- Interactive map of Nueva Palestina
- Nueva Palestina Nueva Palestina
- Coordinates: 16°49′03″N 91°15′39″W﻿ / ﻿16.81750°N 91.26083°W
- Country: Mexico
- State: Chiapas
- Municipality: Ocosingo
- Established: 1971

Government
- • Federal electoral district: Chiapas's 3rd
- Elevation: 539 m (1,768 ft)

Population (2020)
- • Total: 11,984
- Time zone: UTC-6 (Zona Centro)
- Postal code: 29954

= Nueva Palestina =

Nueva Palestina is a town located in the municipality of Ocosingo in the Mexican state of Chiapas. The majority of the town's population is of indigenous Chol, Tzetzal and Tzotzil ancestry.

==History==
Nueva Palestina was founded in 1971 as part of a greater expulsion of the native Lacandon people brought on by the Mexican government, and became a center for migrants from neighboring Guatemala.

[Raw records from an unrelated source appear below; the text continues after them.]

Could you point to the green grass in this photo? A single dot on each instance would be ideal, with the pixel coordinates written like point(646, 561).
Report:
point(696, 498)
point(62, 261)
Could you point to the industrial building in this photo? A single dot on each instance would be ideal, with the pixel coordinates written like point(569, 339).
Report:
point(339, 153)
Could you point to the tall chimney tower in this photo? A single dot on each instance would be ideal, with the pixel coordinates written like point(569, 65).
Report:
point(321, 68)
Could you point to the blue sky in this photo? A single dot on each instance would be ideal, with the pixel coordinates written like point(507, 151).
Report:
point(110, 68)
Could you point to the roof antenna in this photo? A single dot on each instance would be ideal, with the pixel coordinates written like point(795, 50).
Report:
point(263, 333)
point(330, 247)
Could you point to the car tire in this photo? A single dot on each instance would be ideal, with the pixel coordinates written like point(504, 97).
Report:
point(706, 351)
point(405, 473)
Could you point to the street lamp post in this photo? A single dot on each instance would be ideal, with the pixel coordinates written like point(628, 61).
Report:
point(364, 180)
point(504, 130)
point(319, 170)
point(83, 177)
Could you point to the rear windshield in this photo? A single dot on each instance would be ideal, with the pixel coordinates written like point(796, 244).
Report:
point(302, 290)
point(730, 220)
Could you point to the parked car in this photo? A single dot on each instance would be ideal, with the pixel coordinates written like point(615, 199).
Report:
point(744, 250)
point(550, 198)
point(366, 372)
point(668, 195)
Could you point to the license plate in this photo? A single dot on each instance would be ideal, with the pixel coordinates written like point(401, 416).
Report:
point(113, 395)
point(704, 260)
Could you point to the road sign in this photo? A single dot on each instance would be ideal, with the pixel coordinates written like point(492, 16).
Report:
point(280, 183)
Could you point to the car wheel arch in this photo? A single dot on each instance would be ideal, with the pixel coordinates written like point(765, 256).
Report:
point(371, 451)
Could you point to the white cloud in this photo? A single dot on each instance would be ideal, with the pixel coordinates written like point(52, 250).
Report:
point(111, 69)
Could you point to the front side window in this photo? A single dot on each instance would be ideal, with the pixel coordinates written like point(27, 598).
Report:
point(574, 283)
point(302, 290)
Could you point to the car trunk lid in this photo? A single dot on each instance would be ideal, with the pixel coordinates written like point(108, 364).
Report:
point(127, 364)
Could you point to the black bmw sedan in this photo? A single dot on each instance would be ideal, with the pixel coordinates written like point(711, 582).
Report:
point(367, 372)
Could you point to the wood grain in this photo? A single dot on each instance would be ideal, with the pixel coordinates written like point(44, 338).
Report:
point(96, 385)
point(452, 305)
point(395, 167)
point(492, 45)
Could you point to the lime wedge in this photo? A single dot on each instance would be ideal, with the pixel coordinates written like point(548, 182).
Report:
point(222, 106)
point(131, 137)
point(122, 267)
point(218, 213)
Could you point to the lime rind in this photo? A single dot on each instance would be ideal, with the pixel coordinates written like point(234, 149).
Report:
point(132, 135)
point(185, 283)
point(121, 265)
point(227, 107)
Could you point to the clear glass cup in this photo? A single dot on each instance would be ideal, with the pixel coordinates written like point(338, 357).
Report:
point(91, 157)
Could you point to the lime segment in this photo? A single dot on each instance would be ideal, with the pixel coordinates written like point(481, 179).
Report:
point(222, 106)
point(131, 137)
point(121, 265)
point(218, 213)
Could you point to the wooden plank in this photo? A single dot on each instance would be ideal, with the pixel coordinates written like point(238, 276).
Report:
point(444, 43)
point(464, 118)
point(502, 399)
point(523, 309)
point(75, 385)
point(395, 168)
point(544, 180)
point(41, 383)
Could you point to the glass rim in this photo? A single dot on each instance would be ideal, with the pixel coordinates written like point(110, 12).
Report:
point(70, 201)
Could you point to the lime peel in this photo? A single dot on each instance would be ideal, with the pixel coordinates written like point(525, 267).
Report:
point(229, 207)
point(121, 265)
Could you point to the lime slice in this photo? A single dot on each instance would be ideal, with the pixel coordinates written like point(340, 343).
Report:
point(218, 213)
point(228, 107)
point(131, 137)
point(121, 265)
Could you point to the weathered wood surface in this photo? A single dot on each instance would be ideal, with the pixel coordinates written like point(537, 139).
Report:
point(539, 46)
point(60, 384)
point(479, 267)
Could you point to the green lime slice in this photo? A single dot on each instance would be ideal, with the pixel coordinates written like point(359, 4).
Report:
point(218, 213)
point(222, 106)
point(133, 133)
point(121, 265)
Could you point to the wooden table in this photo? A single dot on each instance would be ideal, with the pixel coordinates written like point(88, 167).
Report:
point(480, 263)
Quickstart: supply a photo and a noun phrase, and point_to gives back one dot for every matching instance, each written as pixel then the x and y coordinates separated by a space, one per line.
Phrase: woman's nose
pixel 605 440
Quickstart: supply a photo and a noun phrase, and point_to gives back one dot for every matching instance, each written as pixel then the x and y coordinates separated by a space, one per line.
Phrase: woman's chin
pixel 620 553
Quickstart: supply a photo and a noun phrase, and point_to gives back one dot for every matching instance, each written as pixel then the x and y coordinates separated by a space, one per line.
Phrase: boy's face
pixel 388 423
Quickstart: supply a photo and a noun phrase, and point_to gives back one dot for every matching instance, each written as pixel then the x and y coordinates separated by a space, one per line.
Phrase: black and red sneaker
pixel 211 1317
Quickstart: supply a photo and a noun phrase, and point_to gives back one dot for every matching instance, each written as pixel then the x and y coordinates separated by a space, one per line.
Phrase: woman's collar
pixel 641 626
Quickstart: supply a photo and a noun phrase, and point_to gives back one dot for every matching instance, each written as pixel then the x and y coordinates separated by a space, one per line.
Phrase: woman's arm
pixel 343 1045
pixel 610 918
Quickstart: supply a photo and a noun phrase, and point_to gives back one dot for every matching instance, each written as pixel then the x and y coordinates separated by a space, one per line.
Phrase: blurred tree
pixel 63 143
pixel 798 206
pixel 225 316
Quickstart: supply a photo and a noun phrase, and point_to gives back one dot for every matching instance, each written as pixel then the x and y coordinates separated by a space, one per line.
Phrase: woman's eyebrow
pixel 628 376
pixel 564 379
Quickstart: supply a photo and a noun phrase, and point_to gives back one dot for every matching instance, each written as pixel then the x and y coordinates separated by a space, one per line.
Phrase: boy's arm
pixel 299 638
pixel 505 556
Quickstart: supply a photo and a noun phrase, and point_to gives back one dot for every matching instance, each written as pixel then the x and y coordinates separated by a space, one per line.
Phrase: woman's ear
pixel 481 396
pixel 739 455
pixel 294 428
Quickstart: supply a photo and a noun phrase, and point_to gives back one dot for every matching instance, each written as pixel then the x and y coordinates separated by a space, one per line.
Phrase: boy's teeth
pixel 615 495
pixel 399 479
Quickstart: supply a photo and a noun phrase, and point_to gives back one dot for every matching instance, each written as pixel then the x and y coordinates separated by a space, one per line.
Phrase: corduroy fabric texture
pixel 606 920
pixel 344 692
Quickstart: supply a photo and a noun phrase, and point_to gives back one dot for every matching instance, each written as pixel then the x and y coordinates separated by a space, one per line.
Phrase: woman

In recent years, the town's residents have experienced alleged extortion and violence from separatist groups in the region, which led to protests in 2023. Eduardo Ramírez Aguilar, the governor of Chiapas, has denied the presence of organized crime within the town.

==Population==
In 2014, Nueva Palestina had a population of 10,588 residents. In a census conducted in 2020, the town's population had risen to 11,984.